Children Against Fathers? the Intergenerational Profile of Welfare Reforms in Italy and Spain

Friday, April 15, 2016
Ormandy East (DoubleTree by Hilton Philadelphia Center City)
Matteo Jessoula , Department of Social and Political Sciences, University of Milan
Marcello Natili , Dept. of Social and Political Sciences, University of Milan, Italy
The original formulation of the Southern European model put emphasis on two main features (among others) of welfare arrangements along the Mediterranean rim: i) the old age protection bias, with (currently or prospectively) hypertrophic pension systems; ii) the underdevelopment of social assistance, especially the lack of an anti-poverty safety-net.

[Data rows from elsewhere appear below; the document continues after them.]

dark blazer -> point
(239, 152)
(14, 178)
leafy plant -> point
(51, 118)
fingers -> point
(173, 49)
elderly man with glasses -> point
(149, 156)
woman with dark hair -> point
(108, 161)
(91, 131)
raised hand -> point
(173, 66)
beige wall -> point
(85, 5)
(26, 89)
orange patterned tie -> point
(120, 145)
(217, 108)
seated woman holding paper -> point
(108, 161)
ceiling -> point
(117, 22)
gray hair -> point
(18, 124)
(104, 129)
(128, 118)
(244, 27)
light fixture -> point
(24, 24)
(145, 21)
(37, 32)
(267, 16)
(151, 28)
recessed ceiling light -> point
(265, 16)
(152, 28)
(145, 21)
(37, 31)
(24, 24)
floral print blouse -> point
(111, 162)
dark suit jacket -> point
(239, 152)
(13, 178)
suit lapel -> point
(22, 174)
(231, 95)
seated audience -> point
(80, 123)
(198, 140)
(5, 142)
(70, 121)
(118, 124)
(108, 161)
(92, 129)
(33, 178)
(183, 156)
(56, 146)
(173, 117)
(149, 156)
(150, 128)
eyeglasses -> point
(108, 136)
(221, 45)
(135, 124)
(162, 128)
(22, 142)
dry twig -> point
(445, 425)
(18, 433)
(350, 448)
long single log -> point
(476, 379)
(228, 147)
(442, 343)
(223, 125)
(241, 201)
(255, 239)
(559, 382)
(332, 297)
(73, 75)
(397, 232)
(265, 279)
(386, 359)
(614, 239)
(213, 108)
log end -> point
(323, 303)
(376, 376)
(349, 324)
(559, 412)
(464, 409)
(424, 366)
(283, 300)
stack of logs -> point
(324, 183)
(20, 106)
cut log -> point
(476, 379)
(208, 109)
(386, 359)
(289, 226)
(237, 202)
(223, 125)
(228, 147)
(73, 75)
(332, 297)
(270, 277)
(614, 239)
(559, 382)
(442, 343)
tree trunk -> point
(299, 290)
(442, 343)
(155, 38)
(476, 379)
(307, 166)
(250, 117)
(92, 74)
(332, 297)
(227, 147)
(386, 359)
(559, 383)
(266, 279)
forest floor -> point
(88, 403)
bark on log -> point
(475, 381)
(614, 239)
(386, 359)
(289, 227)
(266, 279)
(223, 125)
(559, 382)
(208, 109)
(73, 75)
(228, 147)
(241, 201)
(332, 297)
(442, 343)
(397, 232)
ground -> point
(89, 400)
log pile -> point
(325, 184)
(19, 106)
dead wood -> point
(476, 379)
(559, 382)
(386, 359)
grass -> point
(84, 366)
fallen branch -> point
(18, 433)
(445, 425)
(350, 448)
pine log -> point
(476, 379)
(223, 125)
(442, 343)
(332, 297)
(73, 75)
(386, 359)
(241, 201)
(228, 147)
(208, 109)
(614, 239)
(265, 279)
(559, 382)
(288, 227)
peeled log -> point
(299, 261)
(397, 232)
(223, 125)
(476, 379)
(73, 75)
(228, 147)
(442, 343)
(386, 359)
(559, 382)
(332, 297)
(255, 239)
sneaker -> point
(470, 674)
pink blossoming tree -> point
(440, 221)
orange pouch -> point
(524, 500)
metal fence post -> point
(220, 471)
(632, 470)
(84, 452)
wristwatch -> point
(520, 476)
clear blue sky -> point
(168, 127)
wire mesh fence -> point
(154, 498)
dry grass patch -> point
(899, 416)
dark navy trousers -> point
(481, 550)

These features did not only contribute to the peculiar functional and distributive distortions of Southern European welfare states, they also had (have) major intergenerational implications.

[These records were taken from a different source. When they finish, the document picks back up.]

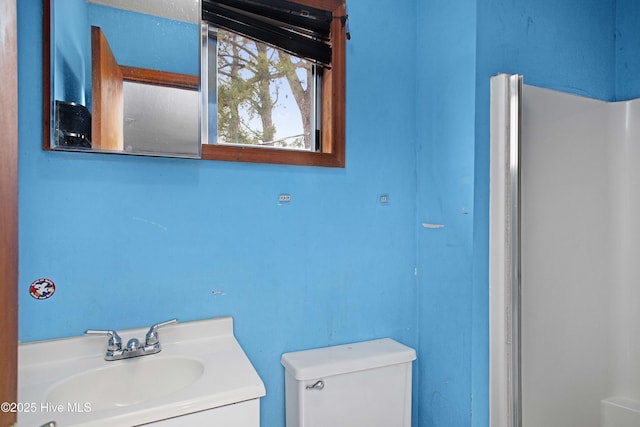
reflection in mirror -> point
(125, 76)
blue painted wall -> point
(130, 241)
(627, 38)
(445, 114)
(567, 46)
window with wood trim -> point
(281, 53)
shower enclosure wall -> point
(565, 285)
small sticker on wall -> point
(42, 288)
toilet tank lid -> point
(341, 359)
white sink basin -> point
(127, 383)
(201, 366)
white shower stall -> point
(565, 259)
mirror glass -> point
(125, 76)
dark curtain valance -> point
(300, 30)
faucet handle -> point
(152, 336)
(114, 343)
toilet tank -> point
(362, 384)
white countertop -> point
(228, 376)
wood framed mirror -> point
(120, 76)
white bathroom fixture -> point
(201, 377)
(361, 384)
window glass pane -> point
(265, 97)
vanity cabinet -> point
(243, 414)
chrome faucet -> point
(134, 348)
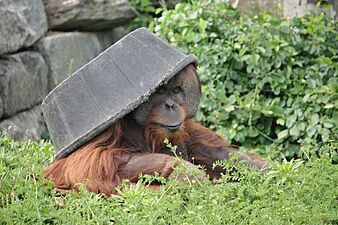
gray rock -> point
(66, 52)
(26, 125)
(23, 81)
(87, 15)
(23, 22)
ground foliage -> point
(268, 83)
(296, 192)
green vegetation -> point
(296, 193)
(269, 85)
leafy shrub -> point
(268, 82)
(296, 193)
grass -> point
(296, 192)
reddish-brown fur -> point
(99, 160)
(126, 150)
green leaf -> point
(202, 24)
(282, 134)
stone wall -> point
(42, 42)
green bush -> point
(296, 193)
(268, 83)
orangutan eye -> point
(161, 91)
(177, 90)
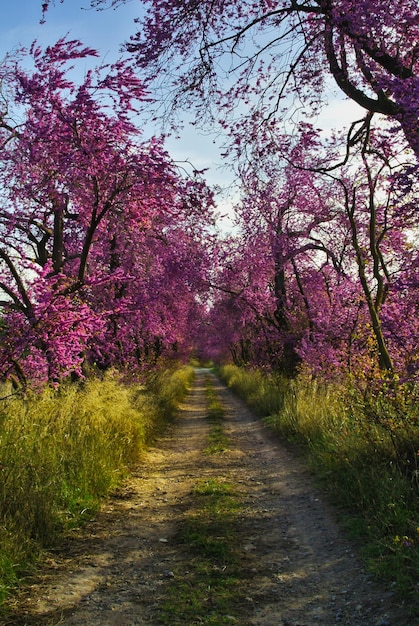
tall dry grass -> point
(62, 451)
(363, 445)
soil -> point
(303, 571)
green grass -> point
(62, 451)
(208, 592)
(363, 446)
(218, 440)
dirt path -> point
(119, 569)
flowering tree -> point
(258, 52)
(94, 222)
(325, 261)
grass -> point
(208, 592)
(62, 451)
(218, 441)
(363, 445)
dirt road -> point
(298, 568)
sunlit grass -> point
(209, 592)
(62, 451)
(218, 440)
(364, 447)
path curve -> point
(303, 572)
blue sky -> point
(105, 31)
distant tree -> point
(95, 223)
(258, 52)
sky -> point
(105, 31)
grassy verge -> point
(207, 593)
(62, 451)
(364, 448)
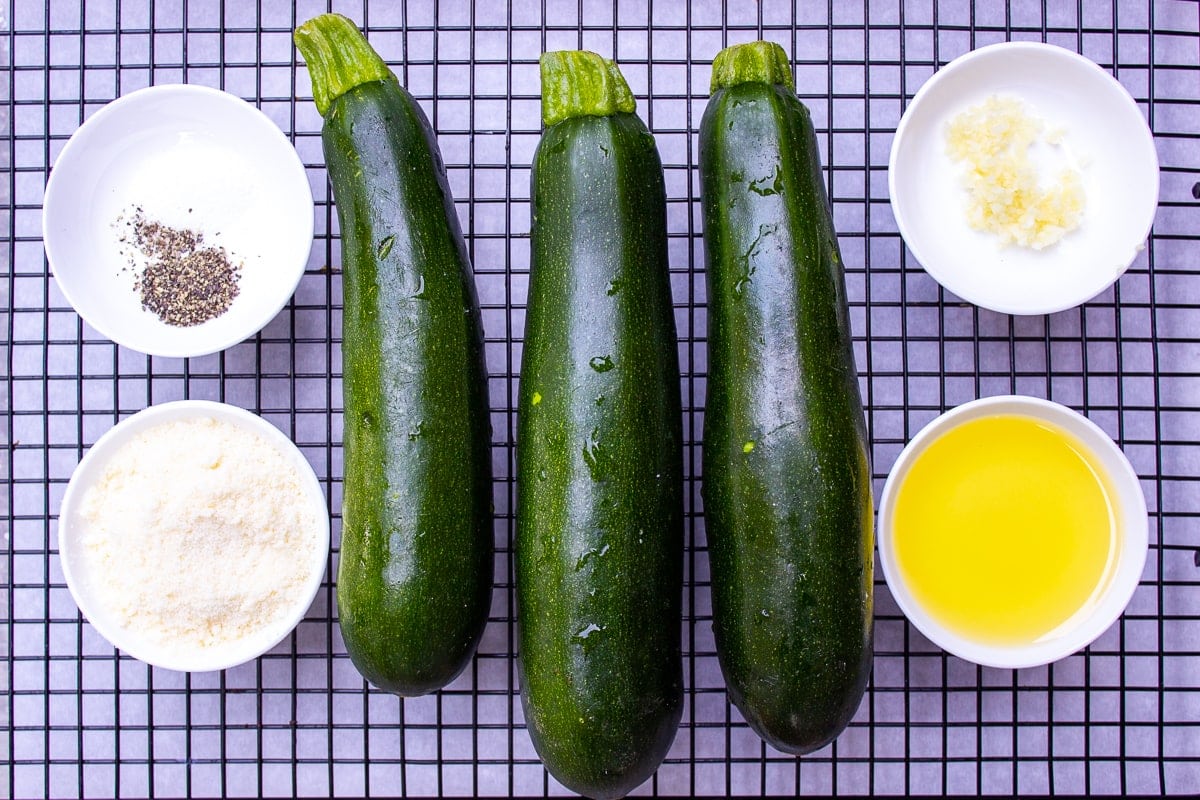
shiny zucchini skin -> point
(787, 479)
(599, 552)
(414, 578)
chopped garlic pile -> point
(1006, 196)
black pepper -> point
(185, 282)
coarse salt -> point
(199, 533)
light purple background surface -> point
(79, 720)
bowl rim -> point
(77, 144)
(1132, 548)
(252, 645)
(895, 166)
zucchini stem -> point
(753, 62)
(579, 83)
(339, 58)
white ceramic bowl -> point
(88, 590)
(191, 157)
(1103, 127)
(1133, 524)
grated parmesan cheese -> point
(199, 533)
(995, 142)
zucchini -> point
(414, 579)
(599, 549)
(787, 479)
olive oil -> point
(1006, 529)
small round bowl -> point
(1133, 525)
(1102, 126)
(88, 593)
(190, 157)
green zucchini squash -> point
(414, 578)
(787, 479)
(599, 552)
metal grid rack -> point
(79, 719)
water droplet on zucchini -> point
(601, 364)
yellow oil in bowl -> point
(1006, 529)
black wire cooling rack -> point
(79, 719)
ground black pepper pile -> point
(184, 282)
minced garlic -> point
(1006, 196)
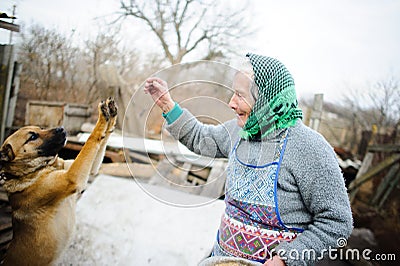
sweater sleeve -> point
(207, 140)
(321, 186)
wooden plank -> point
(393, 183)
(142, 171)
(5, 226)
(9, 26)
(316, 112)
(5, 237)
(384, 148)
(163, 169)
(214, 188)
(3, 196)
(363, 169)
(374, 171)
(384, 184)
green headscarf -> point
(276, 106)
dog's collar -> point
(6, 176)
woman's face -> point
(241, 101)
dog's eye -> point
(33, 136)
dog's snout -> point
(60, 129)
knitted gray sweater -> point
(311, 190)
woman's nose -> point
(232, 102)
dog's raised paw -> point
(103, 108)
(112, 106)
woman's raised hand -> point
(158, 89)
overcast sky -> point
(329, 46)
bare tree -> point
(46, 57)
(377, 106)
(185, 26)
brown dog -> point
(42, 193)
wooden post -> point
(316, 113)
(6, 57)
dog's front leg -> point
(102, 149)
(79, 171)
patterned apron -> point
(251, 226)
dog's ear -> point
(6, 154)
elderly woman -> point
(286, 201)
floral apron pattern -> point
(251, 226)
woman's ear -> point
(6, 154)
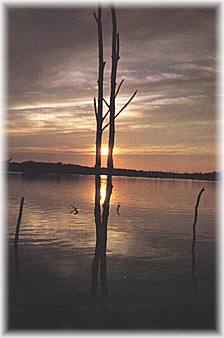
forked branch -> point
(120, 111)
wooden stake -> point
(19, 221)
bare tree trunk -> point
(19, 221)
(99, 111)
(115, 58)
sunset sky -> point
(168, 55)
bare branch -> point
(118, 47)
(106, 114)
(120, 111)
(95, 17)
(122, 81)
(106, 103)
(95, 109)
(126, 104)
(118, 89)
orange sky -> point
(168, 55)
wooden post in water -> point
(196, 213)
(19, 221)
(194, 275)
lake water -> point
(150, 280)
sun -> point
(104, 150)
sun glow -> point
(104, 150)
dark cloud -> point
(169, 55)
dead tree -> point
(113, 92)
(99, 109)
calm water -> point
(149, 259)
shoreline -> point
(36, 169)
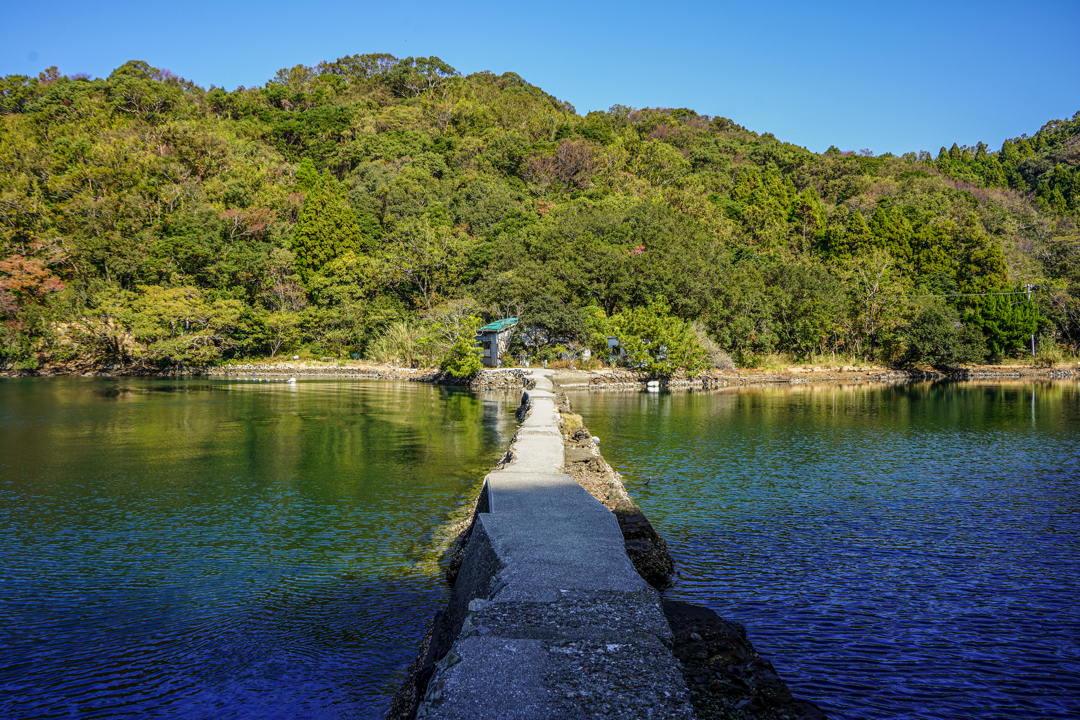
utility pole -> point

Against such backdrop, the paper compares policy developments in the fields of pensions and social assistance both in Italy and Spain with three main aims. First, it asks to what extent two decades of welfare reforms have reduced (or, even sharpened) the intergenerational distortion. Second, it assesses whether the Euro crisis and the Great Recession have operated as catalysts for changing established distributional patterns of welfare reforms. Third, it interprets the different trajectories in Italy and Spain by stressing – in the shadow of increasingly powerful external constraints - the key role of domestic politics in shaping reform content along the intergenerational dimension.